StreamingQueryListener (option A) is the idiomatic, event-driven Spark API for monitoring Structured Streaming. Registering a listener and overriding onQueryProgress() gives access to the full StreamingQueryProgress object — containing inputRowsPerSecond, processingTime, eventTime watermark, and more — on every micro-batch, with no polling required and no dashboard changes. Option B (Ganglia + metricsEnabled) does expose some streaming metrics via the metrics system, but Ganglia is not available on Databricks clusters by default (it was deprecated), and scraping it is not a programmatic API approach. Option C (recentProgress polling) is a valid quick-and-dirty technique but is a polling approach with potential race conditions and missed batches, making it less reliable than a listener. Option D is incorrect because spark.sparkContext.statusTracker() returns Spark job/stage status for the driver, not Structured Streaming query metrics; also, using foreachBatch for monitoring adds overhead to the streaming write path.

4. A data engineer is reviewing the Spark UI for a job that performs a large shuffle join between two Delta tables. The Stages tab shows that Stage 4 has a median task duration of 8 seconds, but the 75th-percentile task duration is 4 minutes and 12 seconds. The DAG shows Stage 4 immediately follows a ShuffleMapStage. What is the MOST LIKELY root cause, and what should the engineer investigate first?

  • A. Insufficient driver memory causing spill to local disk on the driver node
  • B. Data skew in the shuffle partition keys, causing a small number of tasks to process disproportionately large amounts of data✓ Correct
  • C. Too many executor cores per node, leading to CPU contention during shuffle read
  • D. The shuffle service is unavailable, forcing tasks to re-fetch blocks from remote executors
Explanation

The large gap between median task duration (8 s) and the 75th-percentile (4+ min) within a single stage following a shuffle is the classic signature of data skew. A small number of shuffle partitions receive a far larger share of the data due to non-uniform key distribution, making those tasks take much longer than the rest. Option A is incorrect because driver memory issues manifest as driver OOM errors or slow job submission, not long individual task durations. Option C (too many cores per executor) would cause uniformly slower tasks across the board, not a bimodal distribution. Option D (shuffle service unavailable) would typically cause task failures or retries, not a skewed duration distribution.

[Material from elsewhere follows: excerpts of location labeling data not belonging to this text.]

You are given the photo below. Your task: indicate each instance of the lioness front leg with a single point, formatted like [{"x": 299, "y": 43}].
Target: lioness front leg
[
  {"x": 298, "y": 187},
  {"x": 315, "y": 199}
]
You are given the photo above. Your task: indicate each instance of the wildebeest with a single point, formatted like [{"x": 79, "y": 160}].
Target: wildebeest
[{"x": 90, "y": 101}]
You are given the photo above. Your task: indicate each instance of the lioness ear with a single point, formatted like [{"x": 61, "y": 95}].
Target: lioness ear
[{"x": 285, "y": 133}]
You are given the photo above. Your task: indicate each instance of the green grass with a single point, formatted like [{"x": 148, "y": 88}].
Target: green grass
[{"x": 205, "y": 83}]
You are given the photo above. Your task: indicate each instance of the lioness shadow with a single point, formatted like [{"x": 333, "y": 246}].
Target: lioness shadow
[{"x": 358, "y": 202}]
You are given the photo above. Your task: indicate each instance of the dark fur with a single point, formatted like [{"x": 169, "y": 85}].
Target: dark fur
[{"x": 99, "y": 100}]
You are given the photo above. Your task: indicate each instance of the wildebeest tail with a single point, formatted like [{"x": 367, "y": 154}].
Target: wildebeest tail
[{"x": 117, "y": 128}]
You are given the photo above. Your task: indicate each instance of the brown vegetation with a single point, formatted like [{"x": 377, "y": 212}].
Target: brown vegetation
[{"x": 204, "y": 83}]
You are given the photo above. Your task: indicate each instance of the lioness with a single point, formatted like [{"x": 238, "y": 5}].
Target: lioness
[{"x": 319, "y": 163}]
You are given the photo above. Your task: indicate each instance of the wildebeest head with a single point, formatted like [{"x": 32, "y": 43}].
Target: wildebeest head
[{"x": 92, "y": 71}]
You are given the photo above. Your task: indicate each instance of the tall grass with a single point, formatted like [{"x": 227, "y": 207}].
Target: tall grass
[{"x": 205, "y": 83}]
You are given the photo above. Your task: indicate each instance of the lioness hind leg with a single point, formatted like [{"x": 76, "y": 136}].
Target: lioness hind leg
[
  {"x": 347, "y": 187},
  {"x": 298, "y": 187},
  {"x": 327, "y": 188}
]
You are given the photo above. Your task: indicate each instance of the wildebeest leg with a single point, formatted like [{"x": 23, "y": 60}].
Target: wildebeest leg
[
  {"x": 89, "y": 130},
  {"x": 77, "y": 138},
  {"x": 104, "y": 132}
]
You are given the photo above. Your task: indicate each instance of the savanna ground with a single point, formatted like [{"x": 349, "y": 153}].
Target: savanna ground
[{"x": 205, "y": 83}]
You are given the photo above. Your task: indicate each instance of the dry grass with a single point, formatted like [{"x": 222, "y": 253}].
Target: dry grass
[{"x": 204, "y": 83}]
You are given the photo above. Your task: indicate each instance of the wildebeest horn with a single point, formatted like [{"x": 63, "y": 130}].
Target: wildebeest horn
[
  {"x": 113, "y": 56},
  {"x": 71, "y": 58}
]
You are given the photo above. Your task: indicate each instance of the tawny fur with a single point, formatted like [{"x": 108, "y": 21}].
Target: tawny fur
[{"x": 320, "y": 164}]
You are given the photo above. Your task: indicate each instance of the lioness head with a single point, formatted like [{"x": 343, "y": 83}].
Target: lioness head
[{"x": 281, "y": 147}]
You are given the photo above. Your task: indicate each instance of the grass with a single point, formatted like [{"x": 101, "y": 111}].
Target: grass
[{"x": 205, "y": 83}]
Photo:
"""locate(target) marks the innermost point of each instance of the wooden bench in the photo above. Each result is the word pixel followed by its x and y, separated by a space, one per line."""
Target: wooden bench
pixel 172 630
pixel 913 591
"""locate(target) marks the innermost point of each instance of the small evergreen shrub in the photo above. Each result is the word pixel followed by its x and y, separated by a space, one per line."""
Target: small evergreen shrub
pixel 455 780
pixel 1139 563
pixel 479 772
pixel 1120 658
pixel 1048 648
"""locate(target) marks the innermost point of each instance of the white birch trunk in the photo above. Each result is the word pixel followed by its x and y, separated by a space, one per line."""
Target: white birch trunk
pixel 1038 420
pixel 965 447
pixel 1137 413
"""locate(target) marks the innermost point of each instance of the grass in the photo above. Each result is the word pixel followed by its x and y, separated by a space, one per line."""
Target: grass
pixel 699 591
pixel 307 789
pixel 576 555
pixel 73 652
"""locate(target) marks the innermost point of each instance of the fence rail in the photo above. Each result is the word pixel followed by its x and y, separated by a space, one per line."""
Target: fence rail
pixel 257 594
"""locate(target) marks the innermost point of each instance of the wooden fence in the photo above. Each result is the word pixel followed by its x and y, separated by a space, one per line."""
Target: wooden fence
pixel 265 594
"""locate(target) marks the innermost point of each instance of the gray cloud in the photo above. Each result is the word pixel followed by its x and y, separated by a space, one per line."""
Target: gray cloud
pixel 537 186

5. A data engineering team runs 50 Delta Live Tables pipelines across multiple business units. The finance team needs a weekly report showing the DBU consumption broken down by individual pipeline. Which approach is MOST appropriate for obtaining this data?

  • A. Query the Databricks Billing API (or the system.billing.usage table if available) filtering on usage_metadata.dlt_pipeline_id to aggregate DBUs per pipeline per week.✓ Correct
  • B. Sum the number of cluster events in each pipeline's cluster event log and multiply by a fixed DBU rate to estimate consumption.
  • C. Use the DLT event log and sum the processing_time field across all flow_progress events to derive a proxy for DBU usage.
  • D. Navigate to the Databricks Workflows UI for each pipeline and manually read the cluster runtime from each run's summary page.
Explanation

The system.billing.usage table (or the Databricks Billing API) contains per-workload DBU consumption records with metadata including pipeline identifiers (usage_metadata.dlt_pipeline_id), making it the correct and scalable source for pipeline-level cost attribution (option A). Option B is incorrect because cluster events are lifecycle records (e.g., STARTED, RESIZED) and not time-series utilization metrics; multiplying event counts by a DBU rate is not a valid computation. Option C is incorrect because the DLT event log's processing_time tracks execution duration of individual flow runs, not DBU consumption — the conversion would require cluster size and type information not present in the event log. Option D is operationally impractical for 50 pipelines and produces only rough wall-clock time, not DBU figures.